Mutian Xu, Tianbao Zhang, Tianqi Liu, Zhaoxi Chen, Xiaoguang Han, Ziwei Liu

2026-03-18

Kinema4D: Kinematic 4D World Modeling for Spatiotemporal Embodied Simulation

Summary

This paper introduces Kinema4D, a new way to simulate how robots interact with the world using artificial intelligence. It focuses on creating realistic 4D (three dimensions of space plus time) simulations that allow for precise robot control and believable environmental reactions.

What's the problem?

Current robot simulation methods often fall short because they either operate in simplified 2D environments or rely on pre-set environmental responses. Real-world robot interactions are complex and happen over time – they’re 4D events – and require accurately modeling how the environment *reacts* to the robot’s actions. Existing simulators don't capture this dynamic, interactive element well, limiting their usefulness for training robots to operate in the real world.

What's the solution?

The researchers developed Kinema4D, which breaks down the simulation into two key parts. First, it precisely controls a 3D robot model using its internal mechanics (URDF) to create a detailed 4D trajectory of the robot’s movements.
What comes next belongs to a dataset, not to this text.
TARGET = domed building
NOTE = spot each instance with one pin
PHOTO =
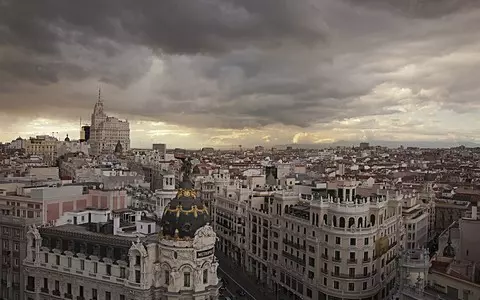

Second, it takes this robot movement and uses it to generate realistic reactions from the environment, creating synchronized video and depth data. They also created a large dataset, Robo4D-200k, with over 200,000 examples of robot interactions to help train the system.

Why it matters?

Kinema4D is important because it’s the first simulator to effectively recreate the full 4D nature of robot-world interactions with precise control. This allows for more realistic training of robots in simulation, and importantly, shows the potential for robots trained in Kinema4D to perform well in the real world without needing further training – a capability called 'zero-shot transfer'. This could significantly speed up the development and deployment of robots in various applications.

Abstract

Simulating robot-world interactions is a cornerstone of Embodied AI. Recently, a few works have shown promise in leveraging video generations to transcend the rigid visual/physical constraints of traditional simulators. However, they primarily operate in 2D space or are guided by static environmental cues, ignoring the fundamental reality that robot-world interactions are inherently 4D spatiotemporal events that require precise interactive modeling. To restore this 4D essence while ensuring the precise robot control, we introduce Kinema4D, a new action-conditioned 4D generative robotic simulator that disentangles the robot-world interaction into: i) Precise 4D representation of robot controls: we drive a URDF-based 3D robot via kinematics, producing a precise 4D robot control trajectory. ii) Generative 4D modeling of environmental reactions: we project the 4D robot trajectory into a pointmap as a spatiotemporal visual signal, controlling the generative model to synthesize complex environments' reactive dynamics into synchronized RGB/pointmap sequences. To facilitate training, we curated a large-scale dataset called Robo4D-200k, comprising 201,426 robot interaction episodes with high-quality 4D annotations. Extensive experiments demonstrate that our method effectively simulates physically-plausible, geometry-consistent, and embodiment-agnostic interactions that faithfully mirror diverse real-world dynamics. For the first time, it shows potential zero-shot transfer capability, providing a high-fidelity foundation for advancing next-generation embodied simulation.